From a domestic standpoint, Australian investors also began the transition to a ‘greener’ portfolio.

Morningstar, a leading independent global investment research and management services provider, highlighted that at the end of calendar 2020, more than $22.5 billion in retail funds across Australia and New Zealand were held in sustainable investments, representing a 20% year-on-year increase.

The COVID-19 pandemic highlighted the need for a different approach to investing, with policymakers and investors drawing parallels between the unforeseen risks of a pandemic and the growing concern around a climate change driven black swan event.

What does this mean for ASX listed companies?

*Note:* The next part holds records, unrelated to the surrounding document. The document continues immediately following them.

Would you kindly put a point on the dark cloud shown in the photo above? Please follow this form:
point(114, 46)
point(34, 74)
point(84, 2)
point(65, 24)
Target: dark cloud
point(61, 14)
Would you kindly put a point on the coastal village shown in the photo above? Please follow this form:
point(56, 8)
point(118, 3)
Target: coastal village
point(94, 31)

As a company, if you have failed to realise the importance of sustainability, and the three critical factors of Environment, Social and Governance (ESG), it’s time to pull your head out of the sand.

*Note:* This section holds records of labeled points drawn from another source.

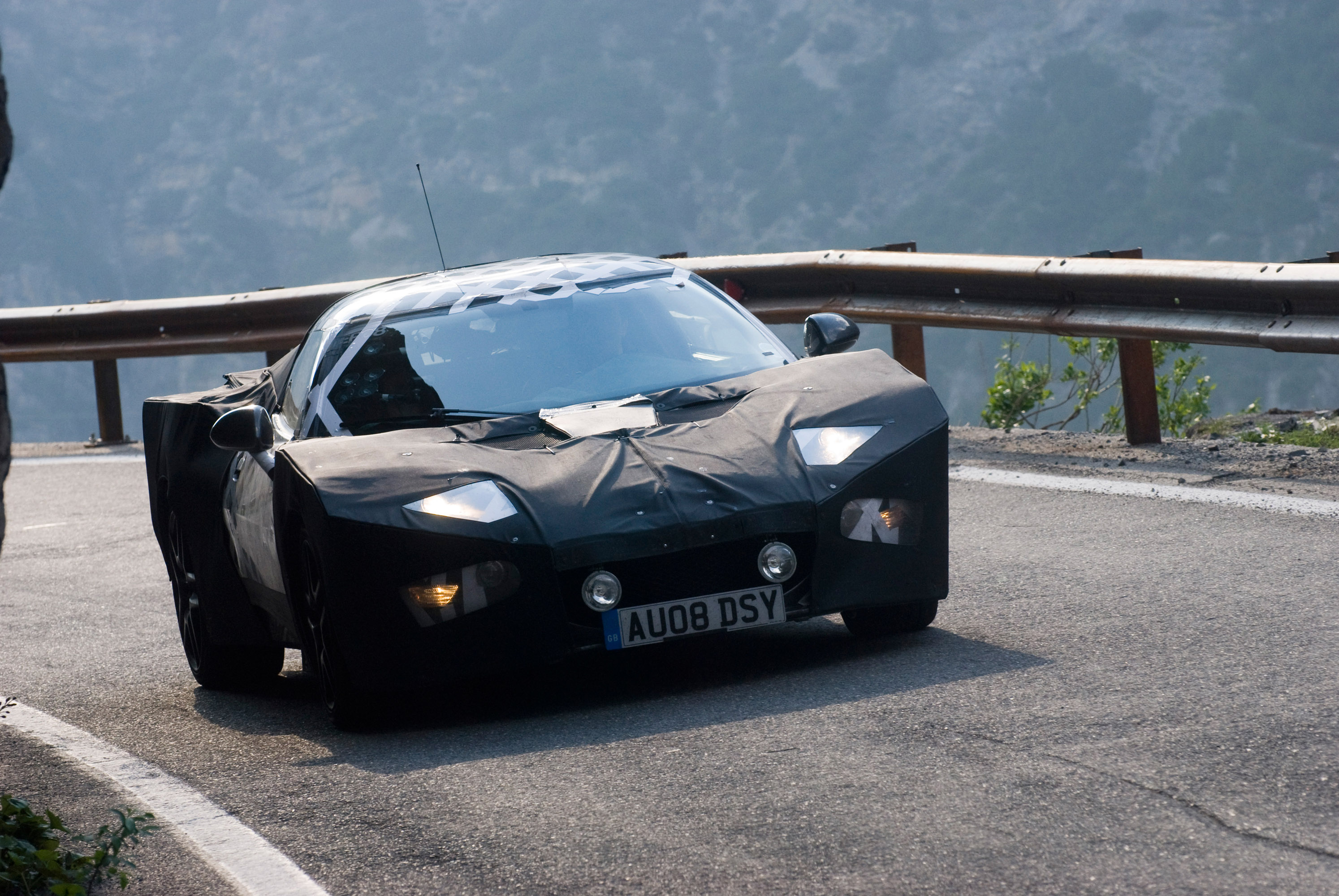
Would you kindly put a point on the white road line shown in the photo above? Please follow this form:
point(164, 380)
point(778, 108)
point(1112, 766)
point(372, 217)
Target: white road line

Across the globe, investors are becoming increasingly vocal about ESG and the requirement for companies to stand-up, pay attention and disclose their impact.

Every listed company, no matter the size or valuation, needs to prioritise ESG as a critical, long-term strategic objective. Failure to do so will significantly impact long-term growth and success.

Ben Swan, Director & Principal Consultant at Futureproof, a specialised ESG and sustainability reporting agency, highlights the increasing importance of ESG across ASX companies and the growing expectations for companies to disclose their impacts and future targets.

“Gone are the days when ESG and sustainability reporting only concern Australia’s biggest businesses. Expectations for companies to disclose their impacts, both positive and negative, are slowly but surely making their way down to mid-caps and SMEs,” he said.

“Companies are engaging with ESG for a range of reasons, including project financing, attracting institutional investors to their registers, pressure from current investors or being rated poorly by an ESG ratings agency. Smaller or recently listed companies have an advantage of being able to build ESG into their internal systems and processes before growth drives complexity, avoiding the need to retrofit in the future.”

A recent white paper by Fidelity International analysed the market crash during the height of the pandemic, testing the effect of this volatility on companies with different environmental, social and governance characteristics.

It shows a strong positive correlation between a company’s relative market performance and its ESG rating, which held firm across a nine-month timeframe in the face of the pandemic during 2020.

The analysis concluded that companies with high sustainability ratings performed better than their peers when markets fall. This finding bore out Fidelity’s initial hypothesis that companies with good sustainability characteristics have more prudent management and will demonstrate greater resilience in a crisis.

Source: Australian Financial Review, AFR Focus: Investing ESG, 17 March 2021

Effective development and ongoing implementation of ESG requires strong leadership and a willingness to change for the better. It is not about just ‘talking the talk’, but actually ‘walking the walk’. This should be a top concern and priority for all Boards and management, no matter the industry in which they operate.

For companies that haven’t started this journey, there are some important principles to follow when establishing your ESG framework and policies:

  • Is the current business model fit for today’s corporate world? Consider the resilience of your business model in a transitioning world.
  • Pick your battles by determining materiality – what are the top three, non-financial value drivers or risks to value destruction that your business faces.
  • Get your house in order and start tracking outcomes – Before worrying about disclosure, consider progressing commitments and policies, delivering outcomes and tracking them now, so you have a story to tell in the future.
  • Robust disclosure – High level sound bites are not enough to deal with the complex issues, disclose impacts against targets as you would your financial performance.

There is empirical evidence linking strong ESG performance to improving operational culture, brand profile, retention of staff and long-term value growth. Investors are attuned to it and you should be too.  The time to act is now.